Excesso de gordura corporal: impacto nos órgãos
Alessandra explica que quando há um excesso de gordura corporal, isso gera vários gatilhos de inflamação de baixo grau. “O paciente pode ter sintomas gástricos, como problemas no estômago, alteração na microbiota intestinal, além de surtir impactos no cérebro – especialmente no hipotálamo – já que a neuroinflamação impacta tanto na regulação da fome, quanto no gasto energético e regulação de humor. Tudo isso aumenta o risco de doenças metabólicas e de problemas cardiovasculares”.
Nas mulheres, a diretora clínica da Atma Soma complementa ainda a ocorrência de problemas no aparelho reprodutivo, incluindo irregularidades na menstruação e dificuldade para engravidar. Nos homens, o excesso de gordura pode gerar queda nos índices de testosterona e da libido.

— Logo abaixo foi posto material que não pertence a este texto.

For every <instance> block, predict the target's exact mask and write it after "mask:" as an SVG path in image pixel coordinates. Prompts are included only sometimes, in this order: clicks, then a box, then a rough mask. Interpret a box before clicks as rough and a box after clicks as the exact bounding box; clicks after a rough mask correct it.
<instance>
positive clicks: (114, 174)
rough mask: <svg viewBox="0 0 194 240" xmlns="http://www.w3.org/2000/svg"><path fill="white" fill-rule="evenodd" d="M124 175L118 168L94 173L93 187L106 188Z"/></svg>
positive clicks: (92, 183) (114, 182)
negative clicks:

Obesidade é uma doença crônica
A endocrinologista ressalta que a obesidade é uma condição crônica recidivante, ou seja, tende a retornar, e muitas vezes exige o uso constante de medicação para evitar que o paciente volte a ganhar peso. Alessandra destaca que a obesidade não está ligada apenas ao comportamento, mas a uma complexa interação de fatores, como genética, aspectos ambientais, psicológicos e outros. “As últimas décadas foram essenciais para esclarecer que a obesidade vai muito além de ‘comer menos e se exercitar mais’. Hoje sabemos que não se trata de uma falha de comportamento, mas sim de uma doença crônica que necessita de intervenção”, explica.
A especialista reconhece que a nova classificação proposta pelo estudo, que separa a obesidade clínica da pré-clínica, é um avanço interessante. No entanto, ela reforça a importância de tratar a obesidade mesmo em estágios iniciais, de forma preventiva. “Precisamos deixar claro que, muitas vezes, a obesidade pré-clínica se beneficia muito de um tratamento precoce, inclusive com medicação, para evitar que evolua para um quadro mais grave”, afirma.

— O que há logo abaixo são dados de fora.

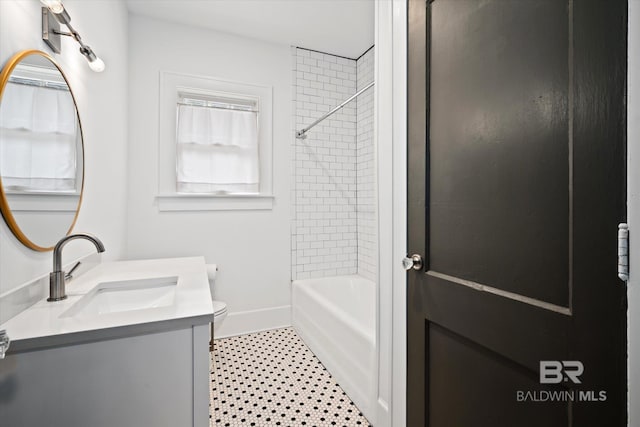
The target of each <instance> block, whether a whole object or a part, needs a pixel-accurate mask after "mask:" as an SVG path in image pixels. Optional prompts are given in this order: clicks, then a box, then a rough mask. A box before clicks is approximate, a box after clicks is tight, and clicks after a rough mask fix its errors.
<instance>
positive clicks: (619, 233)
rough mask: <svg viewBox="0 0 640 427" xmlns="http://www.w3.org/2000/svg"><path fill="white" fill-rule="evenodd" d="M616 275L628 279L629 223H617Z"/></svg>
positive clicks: (618, 276) (626, 280) (627, 280)
mask: <svg viewBox="0 0 640 427" xmlns="http://www.w3.org/2000/svg"><path fill="white" fill-rule="evenodd" d="M618 277H619V278H620V279H621V280H624V281H625V282H627V281H629V224H627V223H625V222H622V223H620V224H618Z"/></svg>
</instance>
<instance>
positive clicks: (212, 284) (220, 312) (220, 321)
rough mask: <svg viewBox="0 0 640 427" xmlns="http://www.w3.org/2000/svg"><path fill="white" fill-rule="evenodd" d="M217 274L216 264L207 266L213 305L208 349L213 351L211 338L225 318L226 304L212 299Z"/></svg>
mask: <svg viewBox="0 0 640 427" xmlns="http://www.w3.org/2000/svg"><path fill="white" fill-rule="evenodd" d="M217 273H218V266H217V265H216V264H207V276H208V279H209V290H210V291H211V299H212V301H211V302H212V303H213V323H212V324H211V331H210V334H211V335H210V336H209V342H210V348H211V350H213V337H214V335H215V334H214V332H215V331H217V330H219V329H220V325H222V322H223V321H224V319H225V317H227V304H226V303H225V302H223V301H217V300H214V299H213V295H214V291H213V288H214V286H215V282H216V275H217Z"/></svg>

Ela também chama atenção para o desafio de manter o peso após o emagrecimento. “Quando existe obesidade, a chance de manutenção do peso após o emagrecimento é de apenas 10%. Tudo vai depender muito da postura que o paciente irá adotar, seja com a adoção de uma rotina de atividade física regular e disciplinada, alimentação regrada, sono em dia e emoções bem cuidadas”, conclui.